Missglücktes Voting im ZDF:Irgendwie die Allerbesten

Das ZDF suchte in zwei großen Shows "Deutschlands Beste". Die Zuschauer sollten vorher online mitstimmen - doch am Ende zählten vor allem Stimmen der Forsa-Befragten. Also alles getrickst?

Von Friederike Zoe Grasshoff und Katharina Riehl

Besonders groß war die Überraschung nicht, die Johannes B. Kerner in der vergangenen Woche seinen Zuschauern zu verkünden hatte. Helmut Schmidt, Altkanzler und Politorakel, ist der beliebteste Deutsche, Angela Merkel, amtierende Kanzlerin und Wahlerfolgsgarantin der CDU, ist unter den deutschen Frauen besonders anerkannt. Das Ranking der 100 beliebtesten Deutschen (50 Männer, 50 Frauen) führten die beiden an, für Kerners ZDF-Show Deutschlands Beste! wurden mit der gesamten Hitliste zwei volle Abende bestritten.

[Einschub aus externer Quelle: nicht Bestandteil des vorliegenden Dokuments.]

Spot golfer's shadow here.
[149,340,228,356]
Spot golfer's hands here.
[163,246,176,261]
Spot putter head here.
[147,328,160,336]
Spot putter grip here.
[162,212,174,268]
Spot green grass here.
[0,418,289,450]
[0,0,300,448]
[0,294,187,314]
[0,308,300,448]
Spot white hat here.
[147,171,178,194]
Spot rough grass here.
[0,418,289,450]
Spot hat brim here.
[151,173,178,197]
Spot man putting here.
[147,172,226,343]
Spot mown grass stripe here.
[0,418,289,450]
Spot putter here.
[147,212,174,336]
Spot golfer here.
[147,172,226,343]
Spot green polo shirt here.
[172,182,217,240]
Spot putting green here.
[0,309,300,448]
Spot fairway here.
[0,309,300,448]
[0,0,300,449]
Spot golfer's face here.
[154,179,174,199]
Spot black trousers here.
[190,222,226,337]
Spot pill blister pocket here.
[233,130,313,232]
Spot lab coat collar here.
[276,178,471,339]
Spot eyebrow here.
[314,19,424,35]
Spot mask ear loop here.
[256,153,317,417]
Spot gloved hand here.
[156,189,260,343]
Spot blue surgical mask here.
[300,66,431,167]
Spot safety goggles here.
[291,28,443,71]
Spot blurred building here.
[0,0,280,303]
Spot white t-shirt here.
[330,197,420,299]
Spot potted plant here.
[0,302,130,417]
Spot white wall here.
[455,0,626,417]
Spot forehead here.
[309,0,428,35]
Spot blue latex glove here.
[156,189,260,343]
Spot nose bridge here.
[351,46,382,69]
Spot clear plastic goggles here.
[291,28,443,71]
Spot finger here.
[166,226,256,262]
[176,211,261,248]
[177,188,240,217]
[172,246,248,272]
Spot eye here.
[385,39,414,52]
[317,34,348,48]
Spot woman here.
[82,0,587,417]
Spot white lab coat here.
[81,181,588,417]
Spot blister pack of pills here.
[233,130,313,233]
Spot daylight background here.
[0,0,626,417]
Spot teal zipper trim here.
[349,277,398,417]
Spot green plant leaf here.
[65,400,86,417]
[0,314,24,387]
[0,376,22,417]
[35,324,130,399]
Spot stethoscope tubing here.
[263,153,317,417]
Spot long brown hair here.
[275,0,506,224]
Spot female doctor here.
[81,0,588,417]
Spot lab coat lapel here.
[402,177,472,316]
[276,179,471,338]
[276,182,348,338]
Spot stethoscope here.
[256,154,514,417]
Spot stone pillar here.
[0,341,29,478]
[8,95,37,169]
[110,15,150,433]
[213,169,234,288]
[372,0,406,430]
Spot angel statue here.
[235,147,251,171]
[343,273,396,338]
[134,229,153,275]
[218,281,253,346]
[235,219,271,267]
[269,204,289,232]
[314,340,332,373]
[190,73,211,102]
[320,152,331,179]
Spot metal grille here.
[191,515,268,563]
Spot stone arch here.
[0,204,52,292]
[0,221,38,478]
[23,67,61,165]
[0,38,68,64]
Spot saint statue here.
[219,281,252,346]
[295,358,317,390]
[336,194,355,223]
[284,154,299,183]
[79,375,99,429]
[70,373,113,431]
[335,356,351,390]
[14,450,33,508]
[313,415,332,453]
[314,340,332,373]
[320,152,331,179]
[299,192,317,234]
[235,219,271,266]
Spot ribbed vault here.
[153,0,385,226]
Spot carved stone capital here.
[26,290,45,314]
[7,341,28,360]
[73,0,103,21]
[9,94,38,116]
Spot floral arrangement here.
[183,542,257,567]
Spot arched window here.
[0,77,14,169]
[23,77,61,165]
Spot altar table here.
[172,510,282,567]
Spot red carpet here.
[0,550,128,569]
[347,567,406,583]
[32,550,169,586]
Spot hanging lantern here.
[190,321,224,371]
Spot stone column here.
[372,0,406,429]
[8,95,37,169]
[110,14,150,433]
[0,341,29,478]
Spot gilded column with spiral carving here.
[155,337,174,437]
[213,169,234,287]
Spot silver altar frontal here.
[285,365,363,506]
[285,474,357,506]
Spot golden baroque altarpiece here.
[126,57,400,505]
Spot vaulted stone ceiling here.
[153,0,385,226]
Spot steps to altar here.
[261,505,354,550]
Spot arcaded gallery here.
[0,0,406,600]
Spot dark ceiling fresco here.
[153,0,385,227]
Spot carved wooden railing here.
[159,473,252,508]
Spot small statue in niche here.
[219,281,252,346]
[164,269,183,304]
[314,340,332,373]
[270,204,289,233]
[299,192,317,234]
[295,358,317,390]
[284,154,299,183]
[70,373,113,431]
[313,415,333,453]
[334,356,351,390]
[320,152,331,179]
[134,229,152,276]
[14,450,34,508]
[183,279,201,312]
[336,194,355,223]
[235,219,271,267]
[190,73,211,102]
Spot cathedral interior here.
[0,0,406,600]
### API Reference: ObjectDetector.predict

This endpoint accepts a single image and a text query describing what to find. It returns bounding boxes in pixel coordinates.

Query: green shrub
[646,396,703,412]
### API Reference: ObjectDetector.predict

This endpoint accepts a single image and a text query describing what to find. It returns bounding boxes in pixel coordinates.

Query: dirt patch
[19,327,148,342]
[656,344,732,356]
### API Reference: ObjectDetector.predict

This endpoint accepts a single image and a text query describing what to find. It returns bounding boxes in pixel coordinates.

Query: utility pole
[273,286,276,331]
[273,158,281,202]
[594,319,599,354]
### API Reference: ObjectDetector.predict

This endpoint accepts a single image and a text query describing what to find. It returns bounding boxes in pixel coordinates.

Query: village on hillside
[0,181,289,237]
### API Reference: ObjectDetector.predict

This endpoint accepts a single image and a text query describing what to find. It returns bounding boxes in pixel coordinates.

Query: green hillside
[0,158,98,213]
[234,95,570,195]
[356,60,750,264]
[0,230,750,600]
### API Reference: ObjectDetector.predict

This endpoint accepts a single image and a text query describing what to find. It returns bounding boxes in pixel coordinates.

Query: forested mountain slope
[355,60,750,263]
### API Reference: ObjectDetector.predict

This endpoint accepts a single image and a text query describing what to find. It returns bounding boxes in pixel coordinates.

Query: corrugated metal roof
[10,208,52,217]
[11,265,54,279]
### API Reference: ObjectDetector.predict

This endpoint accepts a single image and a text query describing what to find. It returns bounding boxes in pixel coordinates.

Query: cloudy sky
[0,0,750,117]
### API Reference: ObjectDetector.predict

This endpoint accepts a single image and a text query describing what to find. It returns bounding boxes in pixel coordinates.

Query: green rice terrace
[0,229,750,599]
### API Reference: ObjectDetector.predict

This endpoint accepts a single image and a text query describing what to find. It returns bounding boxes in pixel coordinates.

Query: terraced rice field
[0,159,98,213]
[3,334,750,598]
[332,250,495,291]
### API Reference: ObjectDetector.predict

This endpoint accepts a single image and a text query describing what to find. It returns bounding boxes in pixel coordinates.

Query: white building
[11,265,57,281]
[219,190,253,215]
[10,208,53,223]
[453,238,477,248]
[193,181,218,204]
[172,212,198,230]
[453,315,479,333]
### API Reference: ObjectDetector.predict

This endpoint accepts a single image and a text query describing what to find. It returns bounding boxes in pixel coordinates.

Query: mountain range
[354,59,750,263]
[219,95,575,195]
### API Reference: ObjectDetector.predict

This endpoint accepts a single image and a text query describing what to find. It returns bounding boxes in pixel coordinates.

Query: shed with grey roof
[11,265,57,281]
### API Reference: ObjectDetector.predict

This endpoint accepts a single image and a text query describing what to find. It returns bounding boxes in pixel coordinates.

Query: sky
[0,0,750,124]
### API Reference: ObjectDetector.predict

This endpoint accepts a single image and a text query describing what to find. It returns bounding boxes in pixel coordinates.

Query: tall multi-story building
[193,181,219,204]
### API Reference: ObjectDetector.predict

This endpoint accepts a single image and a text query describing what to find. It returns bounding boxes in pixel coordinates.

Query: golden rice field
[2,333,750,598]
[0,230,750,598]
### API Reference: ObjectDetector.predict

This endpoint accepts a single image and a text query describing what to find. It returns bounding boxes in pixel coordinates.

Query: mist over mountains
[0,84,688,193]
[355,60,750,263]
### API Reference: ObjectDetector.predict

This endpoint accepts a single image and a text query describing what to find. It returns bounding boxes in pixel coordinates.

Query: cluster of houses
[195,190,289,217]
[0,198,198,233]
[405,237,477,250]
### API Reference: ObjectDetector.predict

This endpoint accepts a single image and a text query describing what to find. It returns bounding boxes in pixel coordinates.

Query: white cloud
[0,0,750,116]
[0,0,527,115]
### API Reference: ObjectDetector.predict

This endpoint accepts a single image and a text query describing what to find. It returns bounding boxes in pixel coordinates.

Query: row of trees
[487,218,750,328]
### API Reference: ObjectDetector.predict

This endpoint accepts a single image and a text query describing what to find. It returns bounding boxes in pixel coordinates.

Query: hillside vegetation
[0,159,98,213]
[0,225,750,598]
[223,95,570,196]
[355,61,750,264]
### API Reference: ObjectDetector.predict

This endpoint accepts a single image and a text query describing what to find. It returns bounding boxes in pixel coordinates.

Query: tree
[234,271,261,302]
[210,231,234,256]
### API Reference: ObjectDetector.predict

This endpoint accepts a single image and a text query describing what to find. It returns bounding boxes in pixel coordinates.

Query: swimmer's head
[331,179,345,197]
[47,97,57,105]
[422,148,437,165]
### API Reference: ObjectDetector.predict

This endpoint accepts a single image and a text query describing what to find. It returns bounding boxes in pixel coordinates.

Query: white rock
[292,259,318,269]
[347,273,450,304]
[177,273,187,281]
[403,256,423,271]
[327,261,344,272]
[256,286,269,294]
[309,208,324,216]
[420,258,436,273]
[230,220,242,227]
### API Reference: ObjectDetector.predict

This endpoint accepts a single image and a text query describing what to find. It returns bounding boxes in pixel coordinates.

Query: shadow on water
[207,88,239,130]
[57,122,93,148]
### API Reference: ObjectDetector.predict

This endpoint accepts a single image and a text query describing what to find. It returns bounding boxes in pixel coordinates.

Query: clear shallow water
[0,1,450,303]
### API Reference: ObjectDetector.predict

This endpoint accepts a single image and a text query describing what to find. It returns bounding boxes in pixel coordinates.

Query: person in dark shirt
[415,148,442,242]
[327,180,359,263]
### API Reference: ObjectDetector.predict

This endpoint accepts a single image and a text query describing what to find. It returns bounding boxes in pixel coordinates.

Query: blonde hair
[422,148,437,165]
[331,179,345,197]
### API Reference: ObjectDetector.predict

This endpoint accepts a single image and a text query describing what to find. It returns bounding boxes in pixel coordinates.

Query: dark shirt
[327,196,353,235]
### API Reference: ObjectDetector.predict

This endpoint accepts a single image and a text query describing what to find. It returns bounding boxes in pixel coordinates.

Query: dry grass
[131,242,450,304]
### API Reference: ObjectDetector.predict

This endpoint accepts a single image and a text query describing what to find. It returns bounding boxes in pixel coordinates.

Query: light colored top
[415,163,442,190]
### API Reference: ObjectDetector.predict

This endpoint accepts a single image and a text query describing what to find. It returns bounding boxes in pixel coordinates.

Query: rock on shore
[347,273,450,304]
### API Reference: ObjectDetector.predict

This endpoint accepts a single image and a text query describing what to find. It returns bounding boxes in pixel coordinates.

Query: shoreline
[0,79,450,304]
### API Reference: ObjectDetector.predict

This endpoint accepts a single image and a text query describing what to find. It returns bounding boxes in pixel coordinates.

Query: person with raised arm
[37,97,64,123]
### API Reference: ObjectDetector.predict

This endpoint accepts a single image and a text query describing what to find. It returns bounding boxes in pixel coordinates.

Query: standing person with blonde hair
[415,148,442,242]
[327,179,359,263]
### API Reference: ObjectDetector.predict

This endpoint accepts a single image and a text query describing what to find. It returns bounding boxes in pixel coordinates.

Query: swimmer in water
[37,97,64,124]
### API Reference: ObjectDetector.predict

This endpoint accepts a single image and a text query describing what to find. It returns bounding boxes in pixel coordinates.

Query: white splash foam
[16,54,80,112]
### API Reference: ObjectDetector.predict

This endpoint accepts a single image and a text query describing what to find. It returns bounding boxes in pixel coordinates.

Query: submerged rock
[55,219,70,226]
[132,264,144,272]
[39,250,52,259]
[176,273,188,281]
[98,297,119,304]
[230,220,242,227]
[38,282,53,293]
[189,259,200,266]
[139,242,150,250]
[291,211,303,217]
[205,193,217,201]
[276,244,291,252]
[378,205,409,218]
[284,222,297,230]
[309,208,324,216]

Etwas überraschender als das Ergebnis war nun, was der Blogger Stefan Niggemeier und das Medienmagazin Zapp ein paar Tage nach der Ausstrahlung zu berichten hatten. Um die Lieblinge der Deutschen zu ermitteln, hatte das ZDF sowohl das Meinungsforschungsinstitut Forsa beauftragt als auch das Publikum gebeten, seine Meinung zu äußern. Die Leser der Fernsehzeitschrift Hörzu wurden in einem vierseitigen Artikel zur Abstimmung aufgefordert, auch das ZDF warb dafür, im Netz die eigene Meinung kundzutun. Die Frage, die sich nun stellt, aber ist: Hat das ZDF seine Zuschauer nur verschaukelt?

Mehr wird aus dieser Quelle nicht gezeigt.